Benchmarking Floworks against OpenAI & Anthropic: A Novel Framework for Enhanced LLM Function Calling
Large Language Models (LLMs) have shown remarkable capabilities in various domains, yet their economic impact has been limited by challenges in tool use and function calling. This paper introduces ThorV2, a novel architecture that significantly enhances LLMs’ function calling abilities. We develop a comprehensive benchmark focused on HubSpot CRM operations to evaluate ThorV2 against leading models from OpenAI and Anthropic. Our results demonstrate that ThorV2 outperforms existing models in accuracy, reliability, latency, and cost efficiency for both single and multi-API calling tasks. We also show that ThorV2 is far more reliable and scales better to multistep tasks compared to traditional models. Our work offers the tantalizing possibility of more accurate function-calling compared to today’s best-performing models using significantly smaller LLMs. These advancements have significant implications for the development of more capable AI assistants and the broader application of LLMs in real-world scenarios.
Introduction. Large Language Models (LLMs) have revolutionized natural language processing and artificial intelligence, demonstrating remarkable capabilities across a wide range of tasks ([1, 2]). However, their economic impact has been somewhat limited, particularly in domains requiring precise interaction with external tools and APIs. A key challenge in this area is the task of function calling, where LLMs must accurately interpret user queries and translate them into appropriate API calls. The underwhelming performance of LLMs in function calling has had tangible consequences. Muchanticipated AI gadgets like RabbitR1 and Humane AI Pin have faced criticism due to their inability to reliably fulfill user tasks. OpenAI’s GPT-store has similarly met with a very lukewarm response. We also note that while chatbots and coding assistants can increase productivity, almost no jobs have been completely taken over by AI as of September 2024 [3]. This highlights a critical gap between the theoretical capabilities of LLMs and their practical performance in the real world.

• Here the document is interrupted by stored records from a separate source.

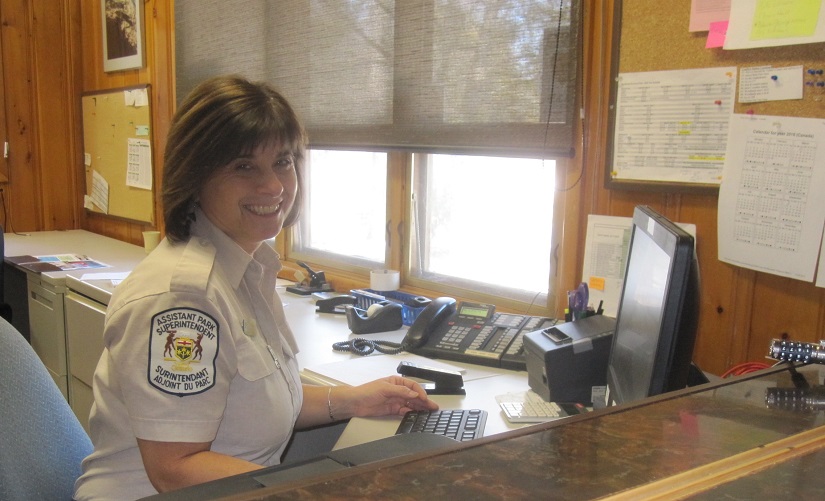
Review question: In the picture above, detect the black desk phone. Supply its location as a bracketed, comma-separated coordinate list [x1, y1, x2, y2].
[401, 297, 557, 370]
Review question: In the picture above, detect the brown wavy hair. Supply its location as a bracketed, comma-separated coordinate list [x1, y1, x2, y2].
[162, 75, 307, 242]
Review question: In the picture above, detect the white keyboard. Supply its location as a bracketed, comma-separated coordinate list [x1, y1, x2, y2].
[496, 390, 587, 423]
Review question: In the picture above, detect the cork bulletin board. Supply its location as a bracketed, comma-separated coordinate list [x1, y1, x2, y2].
[82, 85, 155, 224]
[605, 0, 825, 193]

Discussion / Conclusion. The demonstrated superiority of ThorV2 over leading commercial alternatives has significant implications for businesses and end-users. The high accuracy (90.1% for single API calls and 96.55% for multi-API calls) translates to a more reliable user experience, reducing frustration arising from task failures or data mishandling. The low latency of ThorV2 (2.29 seconds for single API calls and 3.55 seconds for multi-API calls) enables near-instantaneous task execution, enhancing user satisfaction and productivity. This speed advantage becomes even more pronounced in complex, multi-step tasks, where ThorV2’s sublinear latency scaling shines. ThorV2’s perfect reliability score (100%) is particularly noteworthy. This consistency allows users to develop trust in the system over time, as they can rely on it to perform the same tasks consistently. From a development perspective, this reliability makes the system much easier to engineer, maintain, and improve. The cost-effectiveness of ThorV2 ($1.60 per 1000 queries for single API calls) makes it an attractive option for businesses looking to implement AI assistants at scale.